No. 03-43250 Japanese Patent Laid-Open No. 08-73292

  However, the crucible disclosed in Patent Document 1 described above is provided with a level difference between the straight body part and the tray part, and is fixed by engaging the level difference. Therefore, if the roundness of the straight body part is not as designed and there is a dimensional error, or if the straight body part is deformed while the straight body part is being transported from the production location to the assembly location, the Since it is difficult to mesh the steps of the straight body part and the tray part, it is necessary to correct the distortion of the straight body part. If it is going to eliminate such a problem, in order to raise the roundness of a straight body part, a highly accurate process will be needed and it will become high-cost. In addition, since the distortion of the straight body portion must be accurately performed and considerable labor must be paid for the distortion correction, the delivery time becomes long.

In addition, the crucible disclosed in Patent Document 2 uses a thin carbon fiber reinforced carbon composite material in the straight body portion, but is not designed in consideration of the dimensional accuracy of the cylindrical portion.
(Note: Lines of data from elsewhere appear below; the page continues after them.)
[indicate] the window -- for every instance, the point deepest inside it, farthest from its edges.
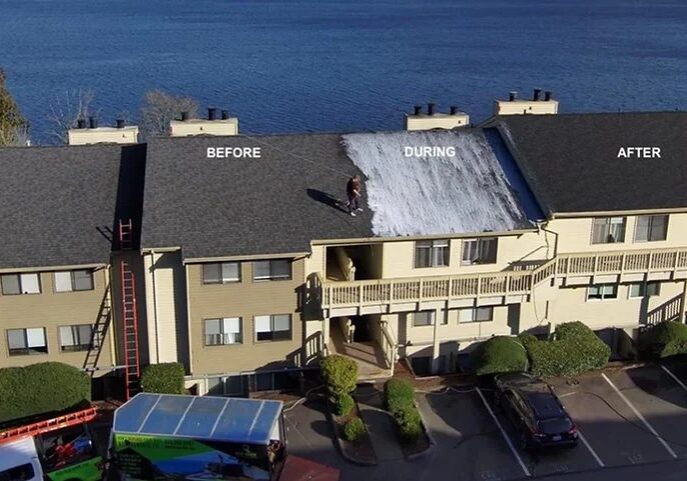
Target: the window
(651, 228)
(602, 291)
(76, 338)
(278, 269)
(22, 472)
(220, 332)
(475, 314)
(608, 230)
(221, 273)
(645, 289)
(26, 341)
(273, 328)
(479, 251)
(423, 318)
(28, 283)
(68, 281)
(431, 253)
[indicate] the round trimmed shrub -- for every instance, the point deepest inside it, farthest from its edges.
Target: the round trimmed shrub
(344, 404)
(164, 378)
(340, 373)
(499, 354)
(354, 429)
(663, 340)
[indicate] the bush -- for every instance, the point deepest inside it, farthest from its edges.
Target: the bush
(664, 339)
(344, 404)
(499, 354)
(340, 373)
(574, 349)
(165, 378)
(353, 429)
(398, 395)
(41, 388)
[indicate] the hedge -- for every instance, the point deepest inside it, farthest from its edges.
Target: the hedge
(340, 373)
(41, 388)
(165, 378)
(353, 429)
(499, 354)
(574, 349)
(664, 339)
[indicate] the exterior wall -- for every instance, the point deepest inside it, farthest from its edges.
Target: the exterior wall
(245, 299)
(575, 235)
(50, 310)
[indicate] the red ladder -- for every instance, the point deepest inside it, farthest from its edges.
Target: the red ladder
(47, 425)
(130, 321)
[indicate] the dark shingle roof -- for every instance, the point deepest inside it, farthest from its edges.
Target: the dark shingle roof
(571, 160)
(57, 204)
(275, 204)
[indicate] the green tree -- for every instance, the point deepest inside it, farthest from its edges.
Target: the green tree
(12, 123)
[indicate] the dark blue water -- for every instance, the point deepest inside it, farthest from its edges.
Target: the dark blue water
(343, 65)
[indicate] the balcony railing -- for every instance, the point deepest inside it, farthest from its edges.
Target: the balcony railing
(504, 283)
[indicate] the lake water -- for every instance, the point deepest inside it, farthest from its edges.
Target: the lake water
(285, 66)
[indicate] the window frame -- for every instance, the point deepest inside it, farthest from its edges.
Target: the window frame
(433, 246)
(21, 292)
(608, 223)
(93, 342)
(72, 280)
(222, 332)
(479, 260)
(272, 330)
(650, 228)
(26, 350)
(221, 280)
(271, 276)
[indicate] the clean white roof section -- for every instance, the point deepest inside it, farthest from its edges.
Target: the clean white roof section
(465, 193)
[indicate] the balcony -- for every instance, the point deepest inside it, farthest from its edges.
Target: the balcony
(465, 290)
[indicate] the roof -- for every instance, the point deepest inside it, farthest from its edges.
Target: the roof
(58, 204)
(295, 192)
(572, 163)
(206, 418)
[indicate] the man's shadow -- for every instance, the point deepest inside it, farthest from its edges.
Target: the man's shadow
(327, 199)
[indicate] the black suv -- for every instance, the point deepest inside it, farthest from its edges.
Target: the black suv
(535, 411)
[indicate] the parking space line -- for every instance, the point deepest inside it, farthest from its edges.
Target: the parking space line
(675, 378)
(589, 447)
(641, 418)
(503, 432)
Therefore, similarly to the crucible disclosed in Patent Document 1, there is a problem that the straight body part and the tray part cannot be fixed due to deformation of the straight body part or the like. In addition, an annular spacer is required to suppress the cylindrical portion (straight barrel portion) from the inside. Therefore, even in the crucible disclosed in Patent Document 2, there is a problem that the cost is high and the delivery time is long.
Therefore, conventionally, a carbon crucible having a structure in which a straight body portion and a receiving tray portion are divided to prevent cracking of the crucible, and at a low cost and capable of a short delivery time, and a manufacturing method thereof are desired. It was.

  The present invention has been devised in view of the above circumstances. An object of the present invention is to provide a carbon crucible having a structure in which a straight body portion and a receiving tray portion are divided to prevent cracking of the crucible, and at a low cost and capable of a short delivery time, and a method for manufacturing the same. It is.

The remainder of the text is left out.